XML 11 R10.htm IDEA: XBRL DOCUMENT v2.4.0.8
RELATED PARTY TRANSACTIONS
6 Months Ended
Jun. 30, 2013
RELATED PARTY TRANSACTIONS [Abstract]  
RELATED PARTY TRANSACTIONS
3. RELATED PARTY TRANSACTIONS
 
Scandic American Shipping Ltd.:
 
In June 2004, the Company entered into a Management Agreement with Scandic American Shipping Ltd. ("Scandic" or the "Manager"). The Manager has been, from its inception and up to January 10, 2013, owned by a company controlled by the Chairman and Chief Executive Officer of the Company, Mr. Herbjørn Hansson and his family. In order to align the Manager's interests with those of the Company, the Company pursuant to the Management Agreement issued to the Manager restricted common shares equal to 2% of the Company's outstanding common shares, through January 1, 2013. The arrangement ended when the Company acquired the Manager, as described below.
 
The Manager has the daily administrative, commercial and operational responsibility for the Company's vessels and is required to manage the Company's day-to-day business subject to the Company's objectives and policies as established by the Board of Directors.
 
On December 15, 2012, the Company entered into an agreement to acquire 100% of the shares of the Manager. The acquisition is described in note 10.
 
In February 2011, the Company adopted a new equity incentive plan which we refer to as the 2011 Equity Incentive Plan, pursuant to which a total of 400,000 restricted shares were reserved for issuance. All of 400,000 restricted shares were allocated among 23 persons employed in the management of the Company, including the Manager and the members of the Board. On January 10, 2013, the Board of Directors amended the vesting requirements for 174,000 shares allocated to the Manager lifting the vesting requirements by means of accelerated vesting. The modification to the vesting requirements resulted in $1.1 million being charged to General and Administrative expense during the first quarter of 2013.

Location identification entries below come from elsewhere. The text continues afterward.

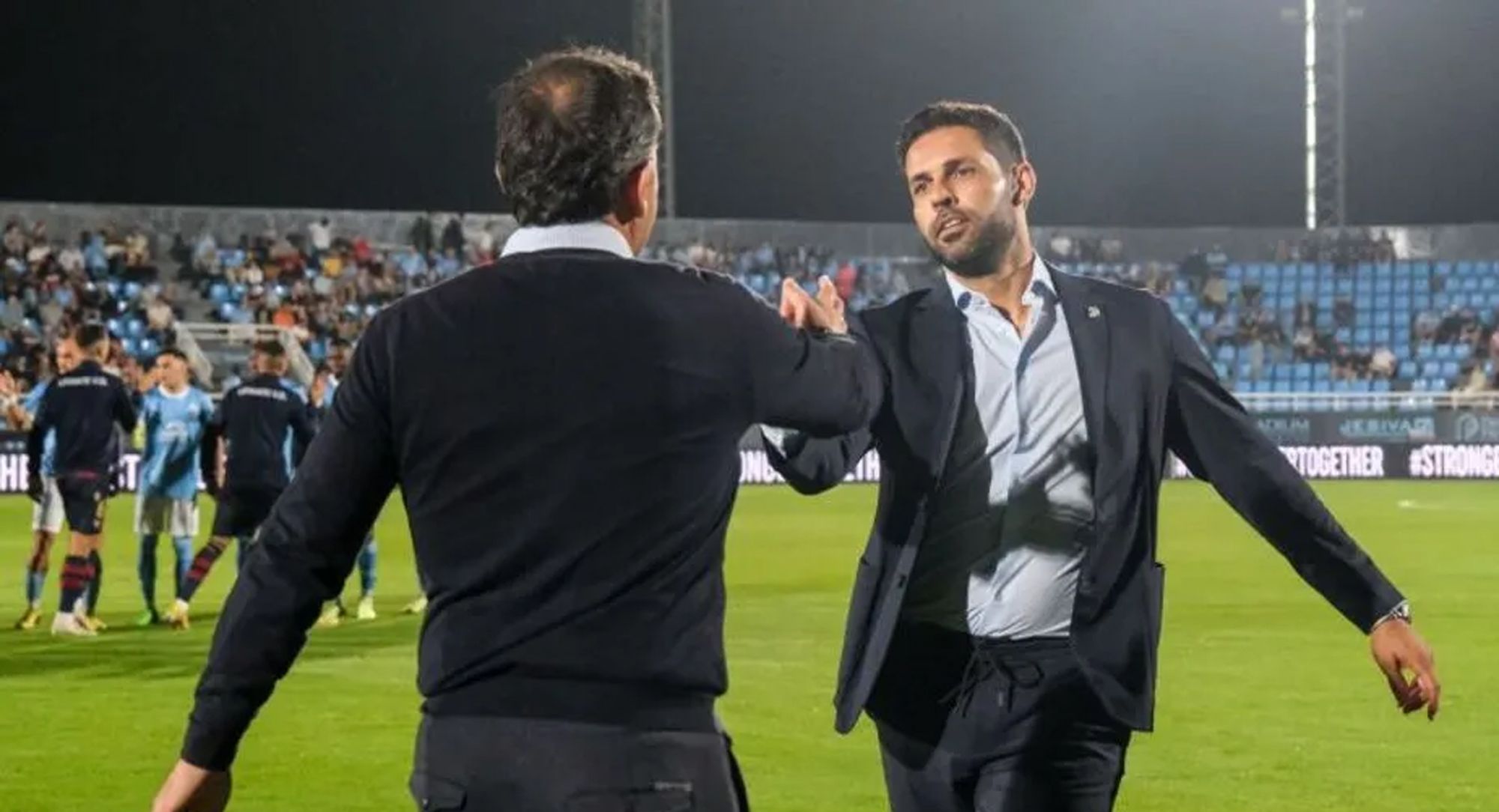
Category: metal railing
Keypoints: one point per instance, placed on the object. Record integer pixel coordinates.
(1366, 402)
(244, 335)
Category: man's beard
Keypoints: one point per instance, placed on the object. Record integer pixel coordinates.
(983, 258)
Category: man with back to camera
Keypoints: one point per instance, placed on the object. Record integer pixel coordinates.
(569, 506)
(47, 513)
(1005, 618)
(88, 408)
(259, 431)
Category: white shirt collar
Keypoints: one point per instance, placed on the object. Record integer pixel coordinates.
(1041, 287)
(593, 236)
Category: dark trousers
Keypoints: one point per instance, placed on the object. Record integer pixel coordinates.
(510, 765)
(977, 726)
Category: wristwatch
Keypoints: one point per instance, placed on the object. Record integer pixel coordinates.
(1402, 612)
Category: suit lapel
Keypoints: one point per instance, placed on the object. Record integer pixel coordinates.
(939, 354)
(1089, 327)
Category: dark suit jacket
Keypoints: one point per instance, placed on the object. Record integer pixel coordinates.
(564, 428)
(1147, 390)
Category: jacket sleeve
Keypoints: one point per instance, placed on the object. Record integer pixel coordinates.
(1219, 443)
(819, 384)
(815, 465)
(307, 549)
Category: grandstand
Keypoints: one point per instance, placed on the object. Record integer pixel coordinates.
(1357, 329)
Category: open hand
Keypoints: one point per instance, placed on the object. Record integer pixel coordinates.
(1399, 651)
(803, 312)
(193, 789)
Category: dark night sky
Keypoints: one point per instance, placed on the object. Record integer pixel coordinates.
(1137, 112)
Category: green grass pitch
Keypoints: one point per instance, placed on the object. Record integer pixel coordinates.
(1269, 700)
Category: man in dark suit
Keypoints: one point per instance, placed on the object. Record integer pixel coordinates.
(1007, 612)
(564, 429)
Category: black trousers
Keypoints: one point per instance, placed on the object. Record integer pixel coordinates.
(512, 765)
(977, 726)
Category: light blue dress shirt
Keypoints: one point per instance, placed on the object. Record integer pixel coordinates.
(1005, 542)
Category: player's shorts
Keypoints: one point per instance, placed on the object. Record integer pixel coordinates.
(164, 515)
(49, 513)
(85, 497)
(242, 512)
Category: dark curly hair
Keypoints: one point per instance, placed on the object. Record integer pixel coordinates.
(572, 125)
(999, 133)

As of June 30, 2013, a total number of 203,000 restricted common shares that are subject to vesting have been allocated among 17 persons employed in the management of the Company, by the Manager and the members of the Board of Directors. The holders of the restricted shares are entitled to voting rights as well as to receive dividends paid during the vesting period.
 
Board Member and Employees:
 
Mr. Jan Erik Langangen, Board Member and an employee of the Company, is a partner of Langangen & Helset Advokatfirma AS, a firm which provides legal services to the Company. The Company recognized $22,096 and $49,862 in costs for the six months ended June 30, 2013, and the six months ended June 30, 2012, respectively, for the services provided by Langangen & Helset Advokatfirma AS. These costs are included in "General and Administrative Expenses" in the statement of operations. There were no related amounts included within "Accounts Payable" at June 30, 2013 and at December 31, 2012.
 
Mr. Rolf Amundsen, former Investor Relations Manager, is a partner of Amundsen & Partners AS, a firm which provides consultancy services to the Company. The Company recognized $23,948 and $38,867 in costs for the six months ended June 30, 2013 and the six months ended June 30, 2012 respectively, for the services provided by Amundsen & Partners AS. These costs are included in "General and Administrative Expenses" within the statement of operations. There were no related amounts included within "Accounts Payable" at June 30, 2013 and at December 31, 2012.
 
Orion Tankers Ltd
 
Orion was established as a pool manager equally owned by the Company and Frontline Ltd("Frontline"). In September 2012, it was agreed that Frontline would withdraw its nine Suezmax tankers from the pool during the fourth quarter of 2012. The withdrawal of these vessels was completed effective November 5, 2012. Effective January 2, 2013 the Company acquired Frontline's shares in Orion at their nominal book value as of December 31, 2012, after which Orion Tankers Ltd. became a wholly-owned subsidiary of the Company.
 
As of December 31, 2012, "Related party receivable" amounted to $37.0 million. The "Related party receivable" amount represented the outstanding working capital from the Orion pool. The working capital represented the value of bunkers on board the Company's vessels on delivery to the cooperative arrangements, including payment of initial funding of $0.2 million per vessel. For the six months ended June 30, 2013, these figures are presented on gross basis.
 
As of December 31, 2012, "Accounts Receivable, net related party" amounted to $12.9 million. The "Accounts Receivable, net related party" amount represented the outstanding voyage revenue from Orion pool.

As of June 30, 2013, Orion Tankers Ltd is a subsidiary and all intercompany balances and transactions have been eliminated in the consolidated financial statements.